The risks? Stubbornly high inflation forces central banks to keep rates higher for longer, suppressing recovery and risking stagflation. Delayed economic recovery keeps a lid on metals demand and prices.

4. Global investment edges up, oil and gas closing the gap with power

Investment in energy and natural resources is on an upward trend. However, sector-specific challenges do exist. According to Wood Mackenzie, overall spending on supply across oil and gas, power, renewables, metals, and mining will increase by 5% to $1.1 trillion in 2023.

Oil and gas companies and miners will adhere to the capital discipline that has helped restore stock market ratings while surplus cash generated will again be funneled into buybacks. The strength of Big Oil’s balance sheets suggests that targeted M&A will return.

Capital spending in upstream oil and gas continues to recover. An increase of 10% in 2023 to around $470 billion is expected, well above the cyclical low of $370 billion in 2020. However, around half of the increase this year is inflation related.

The specter of windfall taxes adds uncertainty to the cautious mindset of oil and gas companies. Out of a healthy pipeline of 60 large potential project FIDs, Woodmac believes only 30 will proceed in 2023.

Spending on global power and renewables will be flat at around $500 billion, matching 2022’s record. The sector continues to eclipse upstream oil and gas as the biggest segment in the global energy market. After a decade of strong growth, spending on renewables will temporarily falter in 2023, checked by cost inflation in a tight supply chain. Renewables spending now makes up 70% of the total, having doubled over the last decade. We expect the strong upward trend to resume in a year or two with the implementation of REPowerEU and the IRA.

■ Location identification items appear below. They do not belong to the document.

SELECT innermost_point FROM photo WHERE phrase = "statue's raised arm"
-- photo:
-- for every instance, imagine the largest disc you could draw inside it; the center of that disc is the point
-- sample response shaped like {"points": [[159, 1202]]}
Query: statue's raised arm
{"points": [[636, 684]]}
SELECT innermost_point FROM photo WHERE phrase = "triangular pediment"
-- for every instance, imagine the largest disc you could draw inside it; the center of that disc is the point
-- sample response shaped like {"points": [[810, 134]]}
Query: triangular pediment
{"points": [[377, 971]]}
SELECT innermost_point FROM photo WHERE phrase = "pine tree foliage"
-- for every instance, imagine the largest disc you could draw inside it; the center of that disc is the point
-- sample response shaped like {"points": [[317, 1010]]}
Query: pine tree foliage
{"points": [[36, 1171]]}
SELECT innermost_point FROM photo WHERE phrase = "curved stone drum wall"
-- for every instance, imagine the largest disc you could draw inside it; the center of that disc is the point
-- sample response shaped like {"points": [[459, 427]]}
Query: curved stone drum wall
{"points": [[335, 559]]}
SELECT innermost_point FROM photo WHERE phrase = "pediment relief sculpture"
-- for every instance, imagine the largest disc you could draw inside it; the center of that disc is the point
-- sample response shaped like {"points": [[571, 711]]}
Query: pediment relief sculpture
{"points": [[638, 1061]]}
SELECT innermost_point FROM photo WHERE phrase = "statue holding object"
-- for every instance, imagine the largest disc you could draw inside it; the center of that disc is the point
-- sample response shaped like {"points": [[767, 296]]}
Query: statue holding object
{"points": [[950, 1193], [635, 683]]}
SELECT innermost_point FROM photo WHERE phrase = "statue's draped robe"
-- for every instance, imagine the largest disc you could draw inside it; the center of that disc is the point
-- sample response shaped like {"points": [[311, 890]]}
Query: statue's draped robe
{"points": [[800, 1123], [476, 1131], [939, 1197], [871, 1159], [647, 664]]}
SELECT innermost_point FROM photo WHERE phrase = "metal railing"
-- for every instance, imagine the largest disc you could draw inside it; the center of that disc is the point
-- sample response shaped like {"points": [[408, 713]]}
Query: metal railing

A wave of FIDs in nascent low-carbon technologies, including hydrogen and CCUS, won’t deliver much investment this year as more money is expected to flow through in 2024. Recent M&A by Big Oil will trigger more investment in 2023 in biofuels, biogas, and biomethane.

The risks? Prolonged underinvestment triggering sustained high prices is a big fear, whether in energy or metals. Ambitious policy goals for renewables risk slippage due to cost inflation.

5. Recovering demand drives oil prices higher

Prices may be volatile in the early months of the new year with low economic growth or recession in some parts of the world. The last 12 months, though, have proved that oil will be central to the energy mix for years yet. China’s recovering economy is key to the demand side, helping push global oil demand up 2.3 million bpd this year versus 2022 – 8% higher and the fourth-biggest annual rise this century.

The pace of demand growth through the year is a better indicator of how the market could be jolted out of the current doldrums. Woodmac forecasts an increase of 3.0 million bpd for Q4 2023 compared with Q4 2022, lifting demand to an all-time high of 102.6 million bpd.

Non-OPEC supply growth (US, Canada, Brazil, Guyana) in 2023 broadly matches that growth. But the OPEC+ decision to cut production in November 2022 signaled not only its determination to balance the market but to hold prices around $90 per barrel. Those goals will be more easily achieved by recovering demand growth.

The risks? Mainly Russia. The EU product ban from February 5 will add friction and costs to the global refining system at a time of tight diesel supplies globally. A big risk is that Russian product exports stall, tightening both product and crude markets; while the flow back of products back into the Russian system causes domestic crude production to fall more than our forecast.